Oğlu Kağan Selim`i kaybeden Serap İş Son hazırlanan bilirkişi raporu tüm kusurları ortaya koyuyor. Olası kast gayet açık ama savcılık buna gerek görmedi. Ben bütün suçluların olası kast ile yargılanarak en ağır cezayı almalarını istiyorum. Bu davanın sadece bizim için değil, tüm mağdurlar için bir örnek teşkil etmesini umuyorum.
Kızları Nazife ve Abide ile eşi Mülkiye Dağlı`yı kaybeden Ozan Dağlı: Burada bulunan herkes orada birilerini kaybetti. Benim eşim ve iki evladım vardı orada. Kısasa kısas istiyorum. En azından olası kasttan aşağısı bizim için kabul edilemez.
"Olası kast cezasını verin ki başkalarının çocukları ölmesin"
14 yaşındaki kızı Selin`i kaybeden Ruşen Yücesoylu Karakaya: Selin 14 yaşında hayalleri olan mükemmel bir kız çocuğuydu… Çok mutluydu, çok mutlu bir şekilde Adıyaman`a gönderdik ama çocuğumuzu, çocuklarımızı kum yığınının altından aldık. Sayın savcı, buna nasıl `bilinçli taksir` diyebiliyorsunuz? Olası kast cezasını verin ki başkalarının çocukları ölmesin.
Tur rehberi oğlu Ozan`ı kaybeden Mehpare Koç: Deprem bu ülkenin kaderi olabilir, ancak olası kast ve ihmaller cezalandırılmadığı sürece bu döngü devam edecek. Adalete güvenmek istiyorum.
Kızı Sahil`i kaybeden Tayip Özberkman: Bir kez daha ne kendimin ne bir Türkiye vatandaşının yakınını kaybetmesini istemiyorum. Gerçeklerin tam anlamıyla ortaya çıkması için kamu görevlilerinin de yargılanmasını istiyorum. Başka 6 Şubatlar yaşanmasın. Olası kastın uygulanmasını istiyorum. Gelecek nesiller için bu kararın verilmesini istiyorum.

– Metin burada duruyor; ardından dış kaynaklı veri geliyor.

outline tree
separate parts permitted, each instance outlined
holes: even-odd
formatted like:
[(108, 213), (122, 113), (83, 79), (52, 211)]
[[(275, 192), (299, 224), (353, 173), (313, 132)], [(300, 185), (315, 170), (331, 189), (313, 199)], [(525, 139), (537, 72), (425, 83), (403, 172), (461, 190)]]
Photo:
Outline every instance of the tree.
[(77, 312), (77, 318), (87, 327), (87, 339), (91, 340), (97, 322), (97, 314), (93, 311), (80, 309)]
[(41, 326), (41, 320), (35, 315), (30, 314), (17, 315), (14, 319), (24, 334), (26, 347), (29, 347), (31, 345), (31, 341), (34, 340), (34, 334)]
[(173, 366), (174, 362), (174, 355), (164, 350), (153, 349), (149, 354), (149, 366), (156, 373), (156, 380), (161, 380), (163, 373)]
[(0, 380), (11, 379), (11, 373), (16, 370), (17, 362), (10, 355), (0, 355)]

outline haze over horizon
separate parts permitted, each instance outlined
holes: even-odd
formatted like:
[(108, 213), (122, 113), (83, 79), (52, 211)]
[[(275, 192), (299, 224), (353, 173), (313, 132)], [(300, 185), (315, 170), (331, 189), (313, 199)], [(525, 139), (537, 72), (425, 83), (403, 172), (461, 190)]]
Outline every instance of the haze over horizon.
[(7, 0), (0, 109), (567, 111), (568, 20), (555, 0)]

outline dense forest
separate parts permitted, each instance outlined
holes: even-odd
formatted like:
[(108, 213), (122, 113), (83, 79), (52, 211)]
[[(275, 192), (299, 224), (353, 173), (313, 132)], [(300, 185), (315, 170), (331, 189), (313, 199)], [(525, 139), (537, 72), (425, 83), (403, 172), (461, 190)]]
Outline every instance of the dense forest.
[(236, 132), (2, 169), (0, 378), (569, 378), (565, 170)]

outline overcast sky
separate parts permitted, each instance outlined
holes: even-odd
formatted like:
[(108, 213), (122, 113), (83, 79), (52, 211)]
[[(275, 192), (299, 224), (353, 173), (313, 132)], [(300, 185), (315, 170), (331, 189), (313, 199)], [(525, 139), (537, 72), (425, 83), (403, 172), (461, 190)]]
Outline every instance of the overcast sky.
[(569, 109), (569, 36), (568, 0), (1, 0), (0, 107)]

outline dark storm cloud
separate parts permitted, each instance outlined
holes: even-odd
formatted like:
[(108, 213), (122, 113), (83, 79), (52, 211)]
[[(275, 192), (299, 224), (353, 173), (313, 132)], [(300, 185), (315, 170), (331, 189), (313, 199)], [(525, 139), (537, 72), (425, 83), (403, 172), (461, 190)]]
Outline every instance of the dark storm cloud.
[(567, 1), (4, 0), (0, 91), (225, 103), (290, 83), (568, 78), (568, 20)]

İsias Otel`den yaralı kurtulan tur rehberi Erhan Taşkın: Adalet için buradayız. Enkazdan çıktım, 7 saat arkadaşlarımı aradım. `Beyefendi` gelmiş kasasını aramış. Arkadaşlarım öldü adalet istiyorum.
Duruşma müştekilerin konuşmalarıyla devam ediyor.